The term "coming out" comes from the metaphor, coming out of the closet. This means that in order to "come out," you have to have a closet to come out of. I personally believe that the only time you come out is when you keep it hidden from someone for a period of time.
I have always said that I never came out. I've always been out. The closest thing I can remember to a "coming out" moment came when I was 11. I had a crush on this boy and I wrote a note to my mom. I wrote something like, "I think I have a crush on (insert boy's name)."
By the time I was 12, I understood that I was gay. There was never an announcement. I don't ever remember saying the words, "I'm gay," to either of my parents. They just always knew. I was always open about it.
I already spoke to a bunch of friends at school.

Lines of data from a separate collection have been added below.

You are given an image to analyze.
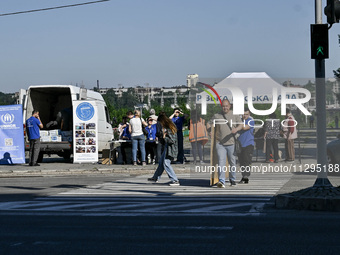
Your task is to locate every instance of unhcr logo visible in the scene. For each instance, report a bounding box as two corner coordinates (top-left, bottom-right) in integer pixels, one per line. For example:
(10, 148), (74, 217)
(1, 113), (14, 125)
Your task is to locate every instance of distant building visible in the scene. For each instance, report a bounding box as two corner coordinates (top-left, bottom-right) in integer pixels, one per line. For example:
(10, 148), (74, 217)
(187, 74), (198, 88)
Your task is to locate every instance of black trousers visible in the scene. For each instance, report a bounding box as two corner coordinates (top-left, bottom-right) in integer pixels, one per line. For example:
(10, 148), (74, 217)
(238, 145), (254, 177)
(266, 139), (279, 161)
(29, 138), (40, 165)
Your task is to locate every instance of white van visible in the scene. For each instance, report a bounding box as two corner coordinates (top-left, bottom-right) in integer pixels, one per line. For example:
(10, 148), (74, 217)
(19, 85), (113, 161)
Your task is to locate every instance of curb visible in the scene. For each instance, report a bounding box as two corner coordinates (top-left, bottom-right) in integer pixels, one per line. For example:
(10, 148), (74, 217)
(0, 166), (191, 178)
(275, 187), (340, 212)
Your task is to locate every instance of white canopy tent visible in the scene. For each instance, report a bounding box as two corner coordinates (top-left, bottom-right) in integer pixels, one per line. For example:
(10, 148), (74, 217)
(196, 72), (298, 104)
(196, 72), (298, 115)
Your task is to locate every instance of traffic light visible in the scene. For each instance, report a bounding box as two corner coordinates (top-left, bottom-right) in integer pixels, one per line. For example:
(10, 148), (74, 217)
(324, 0), (340, 25)
(310, 24), (329, 59)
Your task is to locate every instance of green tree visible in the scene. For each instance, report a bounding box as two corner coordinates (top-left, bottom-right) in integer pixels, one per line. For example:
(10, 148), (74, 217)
(333, 68), (340, 102)
(0, 92), (16, 105)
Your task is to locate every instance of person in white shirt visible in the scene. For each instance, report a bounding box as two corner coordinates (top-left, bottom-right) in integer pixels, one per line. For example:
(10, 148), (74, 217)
(129, 110), (147, 166)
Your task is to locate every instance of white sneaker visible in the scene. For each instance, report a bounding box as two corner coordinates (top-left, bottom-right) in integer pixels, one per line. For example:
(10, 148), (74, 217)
(169, 181), (180, 186)
(216, 182), (225, 188)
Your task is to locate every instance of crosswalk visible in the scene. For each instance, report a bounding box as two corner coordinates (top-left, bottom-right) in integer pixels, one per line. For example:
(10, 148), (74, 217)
(58, 173), (292, 197)
(0, 171), (291, 216)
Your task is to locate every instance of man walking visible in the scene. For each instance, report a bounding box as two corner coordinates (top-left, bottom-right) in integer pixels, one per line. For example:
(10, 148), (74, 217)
(26, 110), (44, 166)
(207, 99), (242, 188)
(169, 108), (188, 164)
(238, 109), (255, 183)
(283, 109), (297, 161)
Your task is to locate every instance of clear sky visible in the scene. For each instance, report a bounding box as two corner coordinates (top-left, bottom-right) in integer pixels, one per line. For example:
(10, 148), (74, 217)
(0, 0), (340, 92)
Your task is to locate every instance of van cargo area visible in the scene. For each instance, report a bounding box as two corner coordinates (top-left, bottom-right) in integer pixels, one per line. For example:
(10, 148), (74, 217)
(20, 85), (113, 162)
(26, 86), (72, 161)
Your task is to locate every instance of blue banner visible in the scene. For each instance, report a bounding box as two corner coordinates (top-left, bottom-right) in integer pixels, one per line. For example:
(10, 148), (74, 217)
(0, 104), (25, 165)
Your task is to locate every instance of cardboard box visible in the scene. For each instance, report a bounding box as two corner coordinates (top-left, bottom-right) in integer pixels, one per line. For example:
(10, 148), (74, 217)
(40, 136), (51, 142)
(51, 135), (61, 142)
(49, 129), (60, 136)
(40, 130), (50, 136)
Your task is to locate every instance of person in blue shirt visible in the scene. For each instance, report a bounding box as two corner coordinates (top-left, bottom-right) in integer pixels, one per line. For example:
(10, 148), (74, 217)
(145, 117), (157, 164)
(238, 109), (254, 183)
(118, 116), (131, 164)
(26, 110), (44, 166)
(169, 108), (188, 164)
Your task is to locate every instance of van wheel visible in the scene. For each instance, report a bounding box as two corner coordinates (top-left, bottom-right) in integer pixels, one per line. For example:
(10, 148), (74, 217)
(63, 150), (72, 160)
(37, 152), (44, 163)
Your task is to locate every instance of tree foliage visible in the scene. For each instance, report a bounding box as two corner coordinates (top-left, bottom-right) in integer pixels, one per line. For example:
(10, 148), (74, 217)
(0, 92), (16, 105)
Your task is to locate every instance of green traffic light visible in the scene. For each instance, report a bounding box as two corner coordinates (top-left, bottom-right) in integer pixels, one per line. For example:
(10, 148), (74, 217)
(316, 46), (325, 55)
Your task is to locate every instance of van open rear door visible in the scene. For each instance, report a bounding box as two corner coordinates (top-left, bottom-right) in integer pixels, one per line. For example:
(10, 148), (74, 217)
(17, 89), (27, 106)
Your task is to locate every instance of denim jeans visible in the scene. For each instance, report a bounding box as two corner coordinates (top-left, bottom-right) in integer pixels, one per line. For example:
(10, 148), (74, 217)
(153, 146), (178, 181)
(216, 143), (236, 184)
(131, 135), (145, 162)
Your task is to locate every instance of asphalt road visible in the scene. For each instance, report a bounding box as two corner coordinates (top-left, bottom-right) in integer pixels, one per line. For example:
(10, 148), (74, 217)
(0, 212), (340, 254)
(0, 175), (340, 255)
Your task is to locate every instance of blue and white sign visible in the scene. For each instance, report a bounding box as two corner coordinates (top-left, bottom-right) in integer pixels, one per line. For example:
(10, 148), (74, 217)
(76, 102), (94, 121)
(0, 104), (25, 165)
(73, 101), (99, 163)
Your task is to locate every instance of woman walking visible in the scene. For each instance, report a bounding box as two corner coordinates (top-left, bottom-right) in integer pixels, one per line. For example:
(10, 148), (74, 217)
(189, 110), (208, 164)
(148, 115), (180, 186)
(129, 110), (147, 166)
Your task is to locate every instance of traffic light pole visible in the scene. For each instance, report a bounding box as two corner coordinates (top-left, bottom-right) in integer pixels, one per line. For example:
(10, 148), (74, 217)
(314, 0), (332, 187)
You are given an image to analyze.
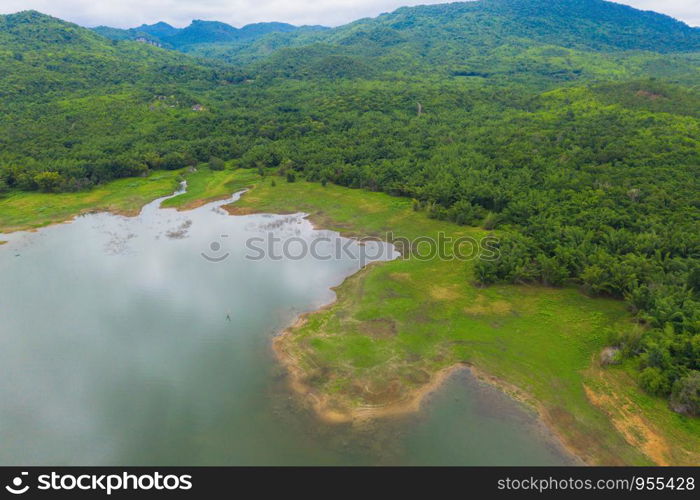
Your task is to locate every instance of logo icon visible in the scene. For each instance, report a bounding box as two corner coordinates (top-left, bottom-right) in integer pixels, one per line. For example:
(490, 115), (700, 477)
(5, 472), (29, 495)
(201, 234), (230, 262)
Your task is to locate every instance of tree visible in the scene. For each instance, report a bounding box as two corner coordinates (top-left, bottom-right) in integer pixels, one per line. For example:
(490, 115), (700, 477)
(209, 156), (226, 171)
(671, 370), (700, 416)
(34, 172), (63, 193)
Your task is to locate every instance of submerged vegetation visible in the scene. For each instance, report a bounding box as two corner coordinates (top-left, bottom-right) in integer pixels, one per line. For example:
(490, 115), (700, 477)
(229, 172), (700, 464)
(0, 0), (700, 442)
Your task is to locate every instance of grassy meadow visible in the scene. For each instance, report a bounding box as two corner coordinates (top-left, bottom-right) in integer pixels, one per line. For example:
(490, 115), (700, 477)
(0, 167), (700, 464)
(229, 171), (700, 464)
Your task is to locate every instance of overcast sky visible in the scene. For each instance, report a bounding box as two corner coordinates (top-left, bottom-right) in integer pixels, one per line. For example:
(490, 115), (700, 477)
(0, 0), (700, 28)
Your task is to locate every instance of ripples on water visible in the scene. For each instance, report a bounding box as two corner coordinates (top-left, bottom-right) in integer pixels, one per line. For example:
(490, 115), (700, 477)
(0, 187), (567, 465)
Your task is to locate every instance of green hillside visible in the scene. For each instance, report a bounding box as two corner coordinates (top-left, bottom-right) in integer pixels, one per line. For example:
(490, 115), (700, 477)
(0, 0), (700, 440)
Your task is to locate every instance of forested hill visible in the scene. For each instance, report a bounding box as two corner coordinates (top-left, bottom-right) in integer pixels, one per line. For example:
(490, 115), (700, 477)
(176, 0), (700, 85)
(0, 11), (224, 99)
(0, 0), (700, 414)
(94, 20), (324, 52)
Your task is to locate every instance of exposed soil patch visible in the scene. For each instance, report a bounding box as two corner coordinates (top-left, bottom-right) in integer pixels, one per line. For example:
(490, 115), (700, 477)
(584, 386), (670, 465)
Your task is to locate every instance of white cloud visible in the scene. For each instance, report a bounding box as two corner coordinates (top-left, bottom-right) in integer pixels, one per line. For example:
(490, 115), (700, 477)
(0, 0), (700, 27)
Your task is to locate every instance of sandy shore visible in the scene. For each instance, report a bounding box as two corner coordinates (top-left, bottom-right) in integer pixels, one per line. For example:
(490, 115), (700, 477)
(272, 308), (593, 465)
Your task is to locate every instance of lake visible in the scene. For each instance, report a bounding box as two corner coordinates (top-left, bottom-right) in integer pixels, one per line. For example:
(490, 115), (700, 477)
(0, 188), (571, 465)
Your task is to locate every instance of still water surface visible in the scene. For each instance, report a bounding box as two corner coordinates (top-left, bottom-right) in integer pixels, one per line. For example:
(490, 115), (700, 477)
(0, 188), (569, 465)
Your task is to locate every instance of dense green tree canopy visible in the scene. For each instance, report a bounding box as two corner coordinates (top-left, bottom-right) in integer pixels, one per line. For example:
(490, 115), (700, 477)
(0, 0), (700, 413)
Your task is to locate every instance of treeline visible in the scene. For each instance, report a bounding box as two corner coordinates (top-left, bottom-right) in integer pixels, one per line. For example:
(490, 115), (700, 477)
(0, 71), (700, 414)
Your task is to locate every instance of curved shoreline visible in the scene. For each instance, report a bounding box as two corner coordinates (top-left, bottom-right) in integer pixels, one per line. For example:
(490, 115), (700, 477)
(272, 304), (593, 465)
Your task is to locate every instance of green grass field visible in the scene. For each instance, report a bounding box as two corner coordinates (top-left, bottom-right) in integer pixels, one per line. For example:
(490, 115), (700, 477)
(0, 171), (179, 232)
(230, 174), (700, 464)
(161, 166), (259, 210)
(0, 167), (700, 465)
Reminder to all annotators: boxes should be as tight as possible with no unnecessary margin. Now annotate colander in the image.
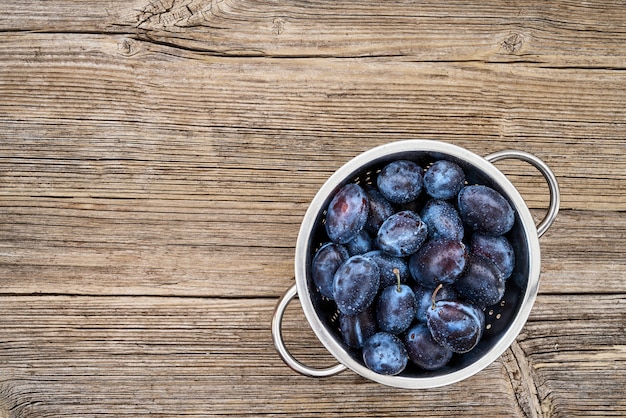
[272,140,560,389]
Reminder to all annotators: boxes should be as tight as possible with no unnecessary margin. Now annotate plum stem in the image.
[430,283,443,309]
[393,267,402,293]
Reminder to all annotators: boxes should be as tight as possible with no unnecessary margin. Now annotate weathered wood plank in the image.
[0,297,517,416]
[0,199,626,297]
[0,0,626,68]
[0,34,626,210]
[0,0,626,418]
[0,295,626,416]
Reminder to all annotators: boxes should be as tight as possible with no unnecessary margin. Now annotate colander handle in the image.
[485,150,561,237]
[272,284,346,377]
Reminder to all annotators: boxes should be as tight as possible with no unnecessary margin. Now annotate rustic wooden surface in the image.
[0,0,626,418]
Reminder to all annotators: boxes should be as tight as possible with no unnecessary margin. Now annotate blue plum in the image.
[311,242,349,299]
[333,255,380,315]
[376,160,423,204]
[339,306,378,348]
[424,160,465,199]
[469,233,515,279]
[363,332,409,375]
[420,199,465,241]
[458,185,515,235]
[404,323,454,370]
[365,188,395,236]
[377,211,428,257]
[363,250,410,289]
[345,229,374,256]
[326,183,369,244]
[376,275,416,334]
[427,300,485,353]
[455,254,505,308]
[409,239,467,288]
[413,284,459,323]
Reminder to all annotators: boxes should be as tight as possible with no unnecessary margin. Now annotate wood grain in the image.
[0,0,626,418]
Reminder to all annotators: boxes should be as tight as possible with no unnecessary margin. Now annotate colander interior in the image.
[306,151,531,378]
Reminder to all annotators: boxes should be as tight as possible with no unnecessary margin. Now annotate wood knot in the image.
[272,17,285,35]
[500,33,524,54]
[117,38,139,57]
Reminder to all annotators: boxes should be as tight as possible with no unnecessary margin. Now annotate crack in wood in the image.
[502,341,546,418]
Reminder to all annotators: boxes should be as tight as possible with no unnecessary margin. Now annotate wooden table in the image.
[0,0,626,418]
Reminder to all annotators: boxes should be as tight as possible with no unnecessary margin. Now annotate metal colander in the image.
[272,140,559,389]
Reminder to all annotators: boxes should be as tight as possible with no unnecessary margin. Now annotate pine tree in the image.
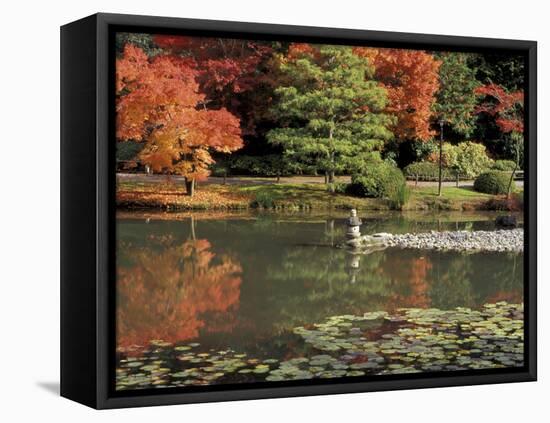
[267,44,392,186]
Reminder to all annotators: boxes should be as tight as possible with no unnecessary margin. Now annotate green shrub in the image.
[491,160,516,172]
[347,163,407,205]
[474,170,515,195]
[403,162,456,181]
[333,182,349,194]
[443,141,493,179]
[389,183,411,210]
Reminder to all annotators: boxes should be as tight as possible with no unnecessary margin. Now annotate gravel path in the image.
[378,229,523,252]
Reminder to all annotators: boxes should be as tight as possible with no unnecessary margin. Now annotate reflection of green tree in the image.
[430,254,474,310]
[266,247,391,327]
[118,214,523,344]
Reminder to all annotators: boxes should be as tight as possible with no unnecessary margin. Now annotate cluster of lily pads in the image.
[116,302,524,390]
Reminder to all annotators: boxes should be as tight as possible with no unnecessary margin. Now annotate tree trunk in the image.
[506,143,519,200]
[328,128,334,192]
[185,178,195,197]
[190,215,197,241]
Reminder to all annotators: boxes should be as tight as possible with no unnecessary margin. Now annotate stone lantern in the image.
[346,254,361,283]
[346,209,363,245]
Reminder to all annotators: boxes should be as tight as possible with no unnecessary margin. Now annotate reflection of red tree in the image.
[117,239,242,347]
[389,257,432,308]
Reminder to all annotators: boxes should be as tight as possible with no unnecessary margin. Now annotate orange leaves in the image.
[354,47,440,140]
[117,45,243,179]
[476,84,524,133]
[117,239,242,347]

I talked to them through my suspicions to my eventual conclusion that I was gay. I don't really feel like I ever came out to them, because they were literally on my journey with me. My journey didn't really happen in isolation. Thankfully, I had friends to talk to.
I'm also of the opinion that nobody really comes out at 11 years old. If you are going through your developmental process, you're still figuring things out. It's not fair to say that an 11-year-old kept their sexuality hidden from people. They didn't even realize what their sexuality was. Many 11-year-olds still don't know what their sexuality is. If you are open with people about your process while it's happening, it's not the same as making an announcement once it's finished.
I'm not trying to make myself seem better than other LGBTQ people who had to come out. I'm just speaking about my own process and how I feel coming out should be viewed. Some people need to come out because they live in environments where they can't be open. I'm not trying to be condescending about that. I'm very sympathetic actually. I just feel that coming out should be viewed this way so we can eventually get to a "post-coming out" world.
I'm very hopeful that one day LGBTQ people won't have to come out to anyone. We will all be known as our orientation without having to make an announcement. As far as I'm concerned, this is an essential part of our growth as a community. This is an essential part of the growing acceptance our community will receive. This is another step toward our community being treated no different than heterosexuals.
If you ask me, that's a future we should all be striving for.